How to give multiple values to a single key using a dictionary?

问题

I have a html form which has Firstname, LastName, Age and Gender and a ADD button. I enter the data into the form and that gets into the Berkeelys db. What my code does is it prints only the last values. I want that it should show all the values related to particular key

#!/usr/bin/python

import bsddb
import cgi

form = cgi.FieldStorage()

print "Content-type:text/html\n"
Fname = form.getvalue('firstname', '')
Lname = form.getvalue('lastname', '')
Age = form.getvalue('age', 0)
Gender = form.getvalue('gender', '')

#print Fname, Lname, Age 

db = bsddb.hashopen("/home/neeraj/public_html/database/mydb.db","w")
db['FirstName'] = Fname  
db['LastName'] = Lname
db['Age'] = Age 
db['Gender'] = Gender
db.close()
db = bsddb.hashopen("/home/neeraj/public_html/database/mydb.db","r")
#db = bsddb.hashopen("/home/neeraj/public_html/database/mydb.db")
print db['FirstName'], db['LastName'], db['Age'], db['Gender']
db.close()
print db

回答1:

You should use an SQL database instead of the dict-based interface, since SQL databases already handle multiple tuples in a table.

Anyway, if you want to have a dict interface you can use the shelve module (bsddb is deprecated, so you should avoid it) and save each value in a list:

import shelve

COLUMNS = ('FirstName', 'LastName', 'Age', 'Sex')

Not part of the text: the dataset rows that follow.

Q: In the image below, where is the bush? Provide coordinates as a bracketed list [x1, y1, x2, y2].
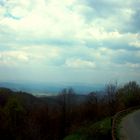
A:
[64, 118, 112, 140]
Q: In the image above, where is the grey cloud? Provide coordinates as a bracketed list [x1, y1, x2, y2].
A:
[85, 39, 140, 51]
[0, 0, 5, 6]
[27, 39, 80, 47]
[0, 29, 81, 47]
[120, 8, 140, 33]
[103, 40, 140, 51]
[129, 9, 140, 33]
[113, 55, 140, 64]
[82, 0, 140, 34]
[83, 0, 123, 18]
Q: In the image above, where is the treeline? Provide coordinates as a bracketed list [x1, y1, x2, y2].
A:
[0, 81, 140, 140]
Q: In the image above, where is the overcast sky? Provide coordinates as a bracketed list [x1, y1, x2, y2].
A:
[0, 0, 140, 84]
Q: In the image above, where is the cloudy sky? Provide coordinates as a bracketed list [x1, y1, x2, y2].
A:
[0, 0, 140, 85]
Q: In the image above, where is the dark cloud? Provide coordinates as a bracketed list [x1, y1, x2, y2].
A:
[103, 40, 140, 51]
[129, 9, 140, 33]
[120, 7, 140, 33]
[85, 39, 140, 51]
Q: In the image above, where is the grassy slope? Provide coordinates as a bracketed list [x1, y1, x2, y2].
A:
[64, 118, 112, 140]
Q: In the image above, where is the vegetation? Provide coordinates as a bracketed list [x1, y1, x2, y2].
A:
[0, 81, 140, 140]
[64, 117, 111, 140]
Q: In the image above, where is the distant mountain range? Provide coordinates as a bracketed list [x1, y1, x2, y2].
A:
[0, 82, 104, 96]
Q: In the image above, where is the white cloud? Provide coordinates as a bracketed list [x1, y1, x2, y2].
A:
[65, 58, 96, 69]
[125, 62, 140, 68]
[20, 45, 62, 60]
[129, 41, 140, 48]
[1, 0, 129, 43]
[0, 0, 139, 46]
[0, 51, 29, 66]
[0, 0, 85, 40]
[116, 62, 140, 69]
[77, 28, 122, 41]
[0, 45, 64, 68]
[3, 0, 33, 18]
[0, 5, 6, 19]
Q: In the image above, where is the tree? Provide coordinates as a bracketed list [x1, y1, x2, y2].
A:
[84, 91, 98, 121]
[3, 96, 26, 140]
[117, 81, 140, 107]
[57, 88, 76, 140]
[105, 82, 118, 115]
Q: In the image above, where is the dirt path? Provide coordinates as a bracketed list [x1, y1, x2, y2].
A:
[120, 110, 140, 140]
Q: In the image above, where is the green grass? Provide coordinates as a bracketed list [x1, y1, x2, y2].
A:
[64, 118, 112, 140]
[64, 134, 87, 140]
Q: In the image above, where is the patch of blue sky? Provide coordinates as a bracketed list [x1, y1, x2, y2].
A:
[0, 0, 5, 6]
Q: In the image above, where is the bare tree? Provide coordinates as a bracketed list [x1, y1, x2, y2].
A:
[105, 82, 118, 115]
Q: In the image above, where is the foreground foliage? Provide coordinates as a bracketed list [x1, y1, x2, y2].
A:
[64, 118, 111, 140]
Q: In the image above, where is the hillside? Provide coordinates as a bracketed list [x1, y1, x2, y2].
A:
[0, 81, 140, 140]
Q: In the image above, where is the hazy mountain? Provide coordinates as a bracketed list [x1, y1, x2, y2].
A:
[0, 82, 104, 95]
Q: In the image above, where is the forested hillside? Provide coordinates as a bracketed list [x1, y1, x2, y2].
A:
[0, 81, 140, 140]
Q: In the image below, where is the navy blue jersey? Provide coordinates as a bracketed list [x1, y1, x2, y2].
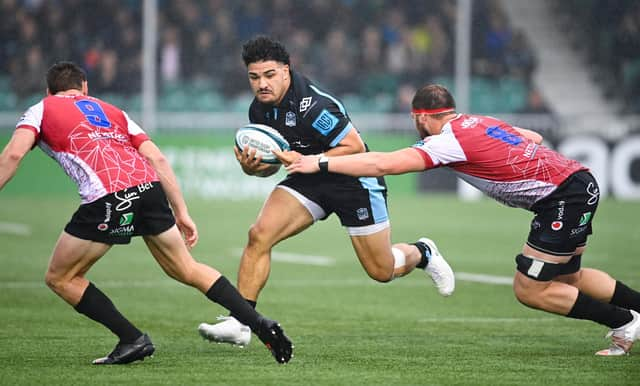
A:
[248, 70, 357, 155]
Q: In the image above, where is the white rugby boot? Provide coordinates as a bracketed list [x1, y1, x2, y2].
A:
[198, 316, 252, 347]
[418, 237, 455, 296]
[595, 310, 640, 356]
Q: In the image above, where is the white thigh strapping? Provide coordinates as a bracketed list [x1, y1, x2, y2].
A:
[276, 185, 326, 222]
[391, 247, 406, 269]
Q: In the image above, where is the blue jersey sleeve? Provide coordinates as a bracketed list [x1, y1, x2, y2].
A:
[302, 85, 353, 148]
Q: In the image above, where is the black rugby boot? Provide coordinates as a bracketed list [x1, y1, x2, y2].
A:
[93, 333, 155, 365]
[256, 318, 293, 364]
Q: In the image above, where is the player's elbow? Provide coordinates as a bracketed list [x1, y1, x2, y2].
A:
[147, 152, 170, 169]
[2, 150, 25, 164]
[374, 156, 399, 176]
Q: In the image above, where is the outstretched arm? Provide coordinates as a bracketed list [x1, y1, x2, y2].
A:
[138, 140, 198, 248]
[282, 147, 426, 177]
[0, 129, 36, 190]
[274, 126, 366, 167]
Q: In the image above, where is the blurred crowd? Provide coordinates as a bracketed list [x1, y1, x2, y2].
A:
[1, 0, 539, 113]
[552, 0, 640, 113]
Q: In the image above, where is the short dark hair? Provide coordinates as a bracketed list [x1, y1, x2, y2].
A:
[412, 84, 456, 115]
[46, 61, 86, 94]
[241, 36, 290, 66]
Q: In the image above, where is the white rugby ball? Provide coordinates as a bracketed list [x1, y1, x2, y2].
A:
[235, 123, 290, 164]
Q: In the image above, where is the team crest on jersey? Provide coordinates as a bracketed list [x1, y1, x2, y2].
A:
[300, 97, 312, 112]
[285, 111, 296, 127]
[460, 117, 479, 128]
[356, 208, 369, 220]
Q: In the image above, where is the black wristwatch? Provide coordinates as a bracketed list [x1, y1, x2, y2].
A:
[318, 155, 329, 173]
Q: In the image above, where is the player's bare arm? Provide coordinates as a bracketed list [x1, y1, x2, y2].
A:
[0, 128, 36, 189]
[514, 127, 543, 144]
[138, 140, 198, 248]
[274, 127, 365, 167]
[285, 147, 426, 176]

the_db = shelve.open('test.db', writeback=True)
for col_name in COLUMNS:
    if col_name not in the_db:
        the_db[col_name] = []

records = [
    ('John', 'Deer', 20, 'M'),
    ('Ada', 'Lovelace', 23, 'F'),
]

for record in records:
    for col_name, value in zip(COLUMNS, record):
        the_db[col_name].append(value)

the_db.close()

the_db = shelve.open('test.db')

for record in zip(*(the_db[col_name] for col_name in COLUMNS)):
    print(record)

the_db.close()

The above code outputs:

('John', 'Deer', 20, 'M')       
('Ada', 'Lovelace', 23, 'F')

If you want to use an SQL database you could use the sqlite3 module. For example:

import sqlite3

conn = sqlite3.connect('test.sqlite')

cursor = conn.cursor()

cursor.execute('''
CREATE TABLE people (
    FirstName text,
    LastName text,
    Age int,
    Sex text
    )''')

cursor.execute('''
INSERT INTO people values ('John', 'Deer', 20, 'M')''')

cursor.execute('''
INSERT INTO people values ('Ada', 'Lovelace', 23, 'F')''')

conn.commit()

for record in cursor.execute('''SELECT * FROM people'''):
    print(record)

The above code outputs:

(u'John', u'Deer', 20, u'M')
(u'Ada', u'Lovelace', 23, u'F')

(Note the u'...' simply means that the strings are unicode, it doesn't change their value)

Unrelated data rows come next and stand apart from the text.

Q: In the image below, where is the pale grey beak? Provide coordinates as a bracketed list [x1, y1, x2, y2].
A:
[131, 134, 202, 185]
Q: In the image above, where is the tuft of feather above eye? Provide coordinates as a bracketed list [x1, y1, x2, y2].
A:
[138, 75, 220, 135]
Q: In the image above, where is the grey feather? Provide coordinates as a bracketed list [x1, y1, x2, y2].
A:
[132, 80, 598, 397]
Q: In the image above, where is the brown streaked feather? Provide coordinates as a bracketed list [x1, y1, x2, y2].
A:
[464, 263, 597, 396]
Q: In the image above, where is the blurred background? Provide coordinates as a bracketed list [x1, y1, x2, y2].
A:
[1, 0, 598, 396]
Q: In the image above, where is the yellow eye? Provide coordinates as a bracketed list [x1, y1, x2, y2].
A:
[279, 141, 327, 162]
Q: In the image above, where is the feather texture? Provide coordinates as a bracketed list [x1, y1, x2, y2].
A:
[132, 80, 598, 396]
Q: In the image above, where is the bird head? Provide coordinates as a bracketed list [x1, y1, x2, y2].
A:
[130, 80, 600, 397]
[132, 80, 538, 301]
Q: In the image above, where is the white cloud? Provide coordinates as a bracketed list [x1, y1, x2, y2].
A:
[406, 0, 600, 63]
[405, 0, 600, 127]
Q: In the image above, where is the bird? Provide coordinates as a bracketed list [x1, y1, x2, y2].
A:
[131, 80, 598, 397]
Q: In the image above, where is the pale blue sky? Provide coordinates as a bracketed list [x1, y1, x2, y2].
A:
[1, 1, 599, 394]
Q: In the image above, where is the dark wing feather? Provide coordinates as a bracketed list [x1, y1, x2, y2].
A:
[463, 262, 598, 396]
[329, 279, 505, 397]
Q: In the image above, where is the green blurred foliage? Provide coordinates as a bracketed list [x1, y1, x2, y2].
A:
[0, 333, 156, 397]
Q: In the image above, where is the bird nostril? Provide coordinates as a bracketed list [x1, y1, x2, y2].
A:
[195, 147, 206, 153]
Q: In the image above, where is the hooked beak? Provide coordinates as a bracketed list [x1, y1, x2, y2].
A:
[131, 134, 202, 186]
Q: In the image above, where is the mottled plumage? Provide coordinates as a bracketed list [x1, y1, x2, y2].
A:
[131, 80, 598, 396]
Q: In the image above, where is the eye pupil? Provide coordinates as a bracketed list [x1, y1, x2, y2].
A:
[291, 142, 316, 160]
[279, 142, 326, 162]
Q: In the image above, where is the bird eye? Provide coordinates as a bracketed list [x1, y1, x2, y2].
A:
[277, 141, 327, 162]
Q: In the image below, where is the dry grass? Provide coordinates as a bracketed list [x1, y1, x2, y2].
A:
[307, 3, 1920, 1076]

However this code has some problems (e.g. try to run it twice...), but if you want to follow this path then you must learn SQL first, so go ahead and stufy it (there are a lot of online tutorials. For example w3schools ones).

回答2:

The correct method to associate multiple values to a single key is to pack a list or dictionary value using for instance "json.dumps".

Here is an exemple:

#!/usr/bin/python
from json import dumps
from json import loads
import bsddb

# write
users = bsddb.hashopen("users.db","w")
primarykey = 'amz'
users[primarykey] = dumps(dict(username="amz", age=30, bio="craftsman"))
users.close()

# read

users = bsddb.hashopen("users.db","r")

for key in users.keys():
    print loads(users[key])

users.close()

This is the basic pattern to be used with bsddb and is applicable to other key/value dbs like leveldb.

Extra:

Given the fact that bsddb hashmap keys are ordered lexicographically (ie. like python 2 strings) you can build hashmaps with keys having a predicatable order saving you the trouble of going through all the table.

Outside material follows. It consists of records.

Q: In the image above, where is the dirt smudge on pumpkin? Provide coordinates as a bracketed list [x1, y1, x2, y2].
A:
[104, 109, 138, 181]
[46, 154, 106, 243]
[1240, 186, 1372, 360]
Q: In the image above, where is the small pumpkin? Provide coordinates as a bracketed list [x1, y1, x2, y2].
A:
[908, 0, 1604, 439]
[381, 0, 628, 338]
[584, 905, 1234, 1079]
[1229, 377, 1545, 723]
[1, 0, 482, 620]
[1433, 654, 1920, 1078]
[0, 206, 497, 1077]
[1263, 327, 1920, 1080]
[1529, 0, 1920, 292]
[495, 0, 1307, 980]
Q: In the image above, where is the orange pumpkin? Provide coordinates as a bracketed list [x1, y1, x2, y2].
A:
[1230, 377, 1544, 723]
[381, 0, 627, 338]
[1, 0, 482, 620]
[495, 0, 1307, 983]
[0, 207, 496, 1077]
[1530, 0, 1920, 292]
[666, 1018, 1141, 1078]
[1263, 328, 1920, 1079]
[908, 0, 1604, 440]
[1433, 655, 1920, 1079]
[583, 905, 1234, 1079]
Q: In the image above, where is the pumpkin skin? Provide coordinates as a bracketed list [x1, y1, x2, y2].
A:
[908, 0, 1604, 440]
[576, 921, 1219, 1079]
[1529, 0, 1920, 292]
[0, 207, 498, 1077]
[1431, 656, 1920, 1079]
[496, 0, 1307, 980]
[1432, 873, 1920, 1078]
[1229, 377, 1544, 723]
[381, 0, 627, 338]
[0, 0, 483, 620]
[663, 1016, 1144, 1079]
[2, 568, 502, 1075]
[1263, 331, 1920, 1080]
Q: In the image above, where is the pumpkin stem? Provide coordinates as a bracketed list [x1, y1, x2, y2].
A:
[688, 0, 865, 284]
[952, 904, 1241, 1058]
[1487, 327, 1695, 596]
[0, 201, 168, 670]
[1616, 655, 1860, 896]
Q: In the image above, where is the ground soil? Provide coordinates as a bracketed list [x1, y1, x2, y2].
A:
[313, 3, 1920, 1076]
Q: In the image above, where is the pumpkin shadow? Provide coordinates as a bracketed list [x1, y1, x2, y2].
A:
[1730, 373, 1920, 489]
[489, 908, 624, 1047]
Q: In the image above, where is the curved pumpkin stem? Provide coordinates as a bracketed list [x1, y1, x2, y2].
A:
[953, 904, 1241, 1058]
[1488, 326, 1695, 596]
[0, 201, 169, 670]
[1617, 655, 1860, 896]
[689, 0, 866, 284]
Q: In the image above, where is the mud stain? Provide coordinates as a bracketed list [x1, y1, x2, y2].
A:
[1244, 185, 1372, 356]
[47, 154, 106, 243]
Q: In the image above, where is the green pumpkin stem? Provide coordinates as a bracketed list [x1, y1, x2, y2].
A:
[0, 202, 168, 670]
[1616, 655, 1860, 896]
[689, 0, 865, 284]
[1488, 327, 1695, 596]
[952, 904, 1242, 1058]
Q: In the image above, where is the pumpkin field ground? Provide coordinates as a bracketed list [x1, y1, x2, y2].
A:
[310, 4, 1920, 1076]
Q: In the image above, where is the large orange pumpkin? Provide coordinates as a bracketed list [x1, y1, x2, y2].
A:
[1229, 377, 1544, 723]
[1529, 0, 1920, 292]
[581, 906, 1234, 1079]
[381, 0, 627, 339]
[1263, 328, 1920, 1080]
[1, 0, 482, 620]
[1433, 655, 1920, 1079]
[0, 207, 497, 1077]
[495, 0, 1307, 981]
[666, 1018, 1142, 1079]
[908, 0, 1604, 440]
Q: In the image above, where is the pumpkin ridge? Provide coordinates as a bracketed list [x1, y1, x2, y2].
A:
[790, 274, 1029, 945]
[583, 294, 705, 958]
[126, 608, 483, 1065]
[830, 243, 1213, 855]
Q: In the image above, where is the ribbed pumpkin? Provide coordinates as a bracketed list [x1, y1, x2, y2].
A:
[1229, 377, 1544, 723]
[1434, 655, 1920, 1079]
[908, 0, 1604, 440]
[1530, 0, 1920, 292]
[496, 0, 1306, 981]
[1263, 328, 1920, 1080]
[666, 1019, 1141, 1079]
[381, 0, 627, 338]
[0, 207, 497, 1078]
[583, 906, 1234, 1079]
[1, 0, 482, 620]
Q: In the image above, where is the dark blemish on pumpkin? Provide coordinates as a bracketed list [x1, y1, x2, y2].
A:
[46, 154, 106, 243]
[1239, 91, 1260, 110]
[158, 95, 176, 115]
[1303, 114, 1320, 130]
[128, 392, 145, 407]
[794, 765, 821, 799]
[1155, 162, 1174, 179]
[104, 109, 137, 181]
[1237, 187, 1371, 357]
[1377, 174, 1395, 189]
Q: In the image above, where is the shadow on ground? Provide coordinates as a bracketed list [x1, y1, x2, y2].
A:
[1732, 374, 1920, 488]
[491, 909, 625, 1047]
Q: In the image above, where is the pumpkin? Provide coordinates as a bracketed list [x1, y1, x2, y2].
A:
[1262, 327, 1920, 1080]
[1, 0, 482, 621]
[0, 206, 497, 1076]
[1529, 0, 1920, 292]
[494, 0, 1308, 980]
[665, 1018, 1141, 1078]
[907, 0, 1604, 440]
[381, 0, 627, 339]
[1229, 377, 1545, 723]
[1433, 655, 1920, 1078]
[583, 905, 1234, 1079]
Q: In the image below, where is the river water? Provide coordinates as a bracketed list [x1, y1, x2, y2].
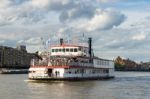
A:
[0, 72, 150, 99]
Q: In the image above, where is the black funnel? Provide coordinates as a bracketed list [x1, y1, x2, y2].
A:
[88, 37, 92, 57]
[60, 38, 63, 46]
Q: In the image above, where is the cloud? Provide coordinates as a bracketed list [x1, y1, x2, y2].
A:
[59, 3, 96, 22]
[132, 33, 146, 41]
[18, 37, 42, 45]
[0, 40, 5, 44]
[0, 32, 19, 40]
[78, 8, 126, 31]
[96, 0, 118, 3]
[0, 0, 11, 8]
[31, 0, 50, 8]
[0, 0, 48, 26]
[0, 0, 126, 29]
[31, 0, 75, 10]
[145, 16, 150, 20]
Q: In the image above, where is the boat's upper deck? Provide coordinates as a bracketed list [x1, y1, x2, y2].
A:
[50, 45, 90, 57]
[30, 37, 114, 69]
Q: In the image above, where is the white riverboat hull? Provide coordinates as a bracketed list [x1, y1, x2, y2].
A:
[29, 67, 114, 80]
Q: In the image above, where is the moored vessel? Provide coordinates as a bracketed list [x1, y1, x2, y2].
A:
[28, 37, 114, 80]
[0, 68, 28, 74]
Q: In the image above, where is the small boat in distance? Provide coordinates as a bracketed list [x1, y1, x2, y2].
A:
[28, 37, 114, 80]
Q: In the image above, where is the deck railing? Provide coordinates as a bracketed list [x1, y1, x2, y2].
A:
[31, 59, 93, 67]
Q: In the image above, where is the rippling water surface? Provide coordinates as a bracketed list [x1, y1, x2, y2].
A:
[0, 72, 150, 99]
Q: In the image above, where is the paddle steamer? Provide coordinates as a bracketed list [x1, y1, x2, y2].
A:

To put that feature to good use you have to build useful keys. Again you need a packing function that translates python sort order to lexigraphic order (ie. 11 > 2 but "11" < "2") . Here is an exemple such packing function:

def pack(*values):
    def __pack(value):
        if type(value) is int:
            return '1' + struct.pack('>q', value)
        elif type(value) is str:
            return '2' + struct.pack('>q', len(value)) + value
        else:
            data = dumps(value, encoding='utf-8')
            return '3' + struct.pack('>q', len(data)) + data
    return ''.join(map(__pack, values))

This is a kind of naive, you could go the extra mile and support float and better pack int to save space.

For instance, given the simplified schema User(username, age) you can build another hashmap we call age_index with which you can easily retrieve every user at age of 30. The hashmap can look like the following:

   key    | value
 -----------------
  29  tom |   X
  30  amz |   X
  30  joe |   X
  30  moh |   X

This is a human readable view of the hasmap: the key is actually packed with the above pack function. As you can see the key is the composition of the age and the primarykey of the the item stored previously. In this case the value is not used because we don't need it. Mind the fact that each key is and must be unique.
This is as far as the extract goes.